Search code examples
scalamemory-managementmemory-leaksprofiler

Dot product in Scala without heap allocation


I have a Scala project with some intensive arithmetics, and it sometimes allocates Floats faster than the GC can clean them up. (This is not about memory leaks caused by retained references, just fast memory consumption for temporary values.) I try to use Arrays with primitive types, and reuse them when I can, but still some new allocations sneak in.

One piece that puzzles me, for instance:

import org.specs2.mutable.Specification

class CalcTest extends Specification {

  def dot(a: Array[Float], b: Array[Float]): Float = {
    require(a.length == b.length, "array size mismatch")
    val n = a.length
    var sum: Float = 0f
    var i = 0
    while (i < n) {
      sum += a(i) * b(i)
      i += 1
    }
    sum
  }

  val vector = Array.tabulate(1000)(_.toFloat)

  "calculation" should {
    "use memory sparingly" >> {
      val before = Runtime.getRuntime().freeMemory()

      for (i <- 0 to 1000000)
        dot(vector, vector)

      val after = Runtime.getRuntime().freeMemory()
      (before - after) must be_<(1000L)  // actual result above 4M
    }
  }
}

I would expect it to compute the dot products using only stack memory, but apparently it allocates about 4 bytes per call on the heap.
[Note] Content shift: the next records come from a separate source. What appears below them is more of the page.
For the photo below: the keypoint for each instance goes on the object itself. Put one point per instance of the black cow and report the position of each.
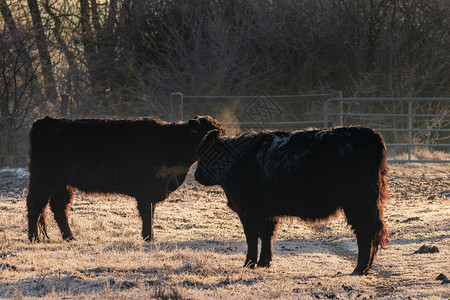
(143, 158)
(308, 174)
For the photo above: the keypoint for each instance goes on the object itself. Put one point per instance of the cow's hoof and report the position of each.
(69, 238)
(149, 239)
(249, 264)
(264, 263)
(359, 273)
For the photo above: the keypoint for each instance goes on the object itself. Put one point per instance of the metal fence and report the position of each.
(406, 123)
(254, 112)
(436, 121)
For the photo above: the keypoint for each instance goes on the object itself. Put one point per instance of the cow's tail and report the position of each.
(381, 238)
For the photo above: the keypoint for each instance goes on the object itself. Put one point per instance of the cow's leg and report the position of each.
(37, 200)
(251, 234)
(371, 233)
(60, 202)
(267, 230)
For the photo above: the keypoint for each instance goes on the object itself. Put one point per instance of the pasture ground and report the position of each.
(200, 248)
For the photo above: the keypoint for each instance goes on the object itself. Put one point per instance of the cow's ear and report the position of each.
(194, 124)
(213, 134)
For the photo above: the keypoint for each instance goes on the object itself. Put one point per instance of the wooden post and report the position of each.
(64, 105)
(176, 106)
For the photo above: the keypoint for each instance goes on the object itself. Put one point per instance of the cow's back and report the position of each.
(308, 173)
(98, 155)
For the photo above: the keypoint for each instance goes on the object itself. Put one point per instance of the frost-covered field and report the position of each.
(200, 248)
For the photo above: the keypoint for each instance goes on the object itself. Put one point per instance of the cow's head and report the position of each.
(201, 125)
(209, 153)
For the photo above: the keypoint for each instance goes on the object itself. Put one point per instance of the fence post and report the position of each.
(409, 129)
(338, 94)
(64, 105)
(176, 106)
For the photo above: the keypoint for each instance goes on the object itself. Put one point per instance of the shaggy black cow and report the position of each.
(144, 158)
(308, 174)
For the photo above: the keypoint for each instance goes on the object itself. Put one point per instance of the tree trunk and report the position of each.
(44, 54)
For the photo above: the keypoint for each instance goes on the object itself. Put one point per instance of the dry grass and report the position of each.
(200, 248)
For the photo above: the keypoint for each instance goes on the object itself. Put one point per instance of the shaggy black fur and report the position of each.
(308, 174)
(143, 158)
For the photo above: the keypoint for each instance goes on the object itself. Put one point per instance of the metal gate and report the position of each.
(337, 111)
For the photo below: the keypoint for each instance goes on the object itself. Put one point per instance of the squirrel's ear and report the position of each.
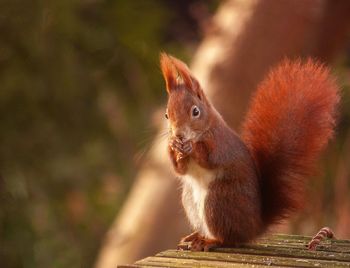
(173, 69)
(169, 71)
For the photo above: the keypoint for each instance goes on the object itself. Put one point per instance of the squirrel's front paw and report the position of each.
(182, 148)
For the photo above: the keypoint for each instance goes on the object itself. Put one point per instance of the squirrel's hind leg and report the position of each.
(324, 233)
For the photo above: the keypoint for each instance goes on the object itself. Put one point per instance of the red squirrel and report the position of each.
(235, 187)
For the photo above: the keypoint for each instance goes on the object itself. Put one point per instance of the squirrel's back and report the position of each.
(290, 120)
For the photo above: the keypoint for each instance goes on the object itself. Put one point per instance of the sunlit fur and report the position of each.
(234, 188)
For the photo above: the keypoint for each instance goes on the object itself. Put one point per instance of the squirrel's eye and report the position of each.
(195, 111)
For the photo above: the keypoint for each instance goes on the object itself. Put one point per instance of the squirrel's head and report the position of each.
(188, 109)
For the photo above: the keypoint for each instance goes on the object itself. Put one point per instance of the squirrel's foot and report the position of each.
(196, 242)
(324, 233)
(203, 244)
(190, 237)
(184, 243)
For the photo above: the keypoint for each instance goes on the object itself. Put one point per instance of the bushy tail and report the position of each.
(291, 119)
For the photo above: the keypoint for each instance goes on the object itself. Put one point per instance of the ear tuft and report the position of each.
(183, 71)
(168, 70)
(173, 69)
This may not sound like much, but it adds up quickly in my code.

I was suspecting the sum, but from the bytecode output, looks like it is on the stack:

    aload 1
    arraylength
    istore 3
    fconst_0
    fstore 4
    iconst_0
    istore 5
   l2
    iload 5
    iload 3
    if_icmpge l3
    fload 4
    aload 1
    iload 5
    faload
    aload 2
    iload 5
    faload
    fmul
    fadd
    fstore 4
    iload 5
    iconst_1
    iadd
    istore 5
    _goto l2
   l3
    fload 4
    freturn

Is it the return value that goes on the heap? Is there any way to avoid this overhead entirely? Is there a better way to investigate and solve such memory problems?

From the visualVM output for my project, I only see that i have an awful lot of Floats allocated. It is hard to track there small objects like that, being allocated rapidly. It is more useful for large objects and memory snapshots taken at long intervals.

Update:

I was so focused on the function code, I missed the problem in the test. If I rewrite it with a while loop, it succeeds:

var i = 0
while (i < 1000000) {
  dot(vector, vector)
  i += 1
}

I would still appreciate more ideas for other ways to debug this sort of issues, in addition to tests like this and using visualVM memory snapshots.


Solution

  • Range implementation in

    for (i <- 0 to 1000000)
      dot(vector, vector)
    

    might use some memory, or just be slow enough to let JVM allocate something else in background and break the fragile measurement method used in the test.

    Try to modify these lines into a while loop, for example.

    (The original version of this post said that for() was equivalent to map(), which was wrong. It is equivalent to foreach() here because it does not have a yield clause.)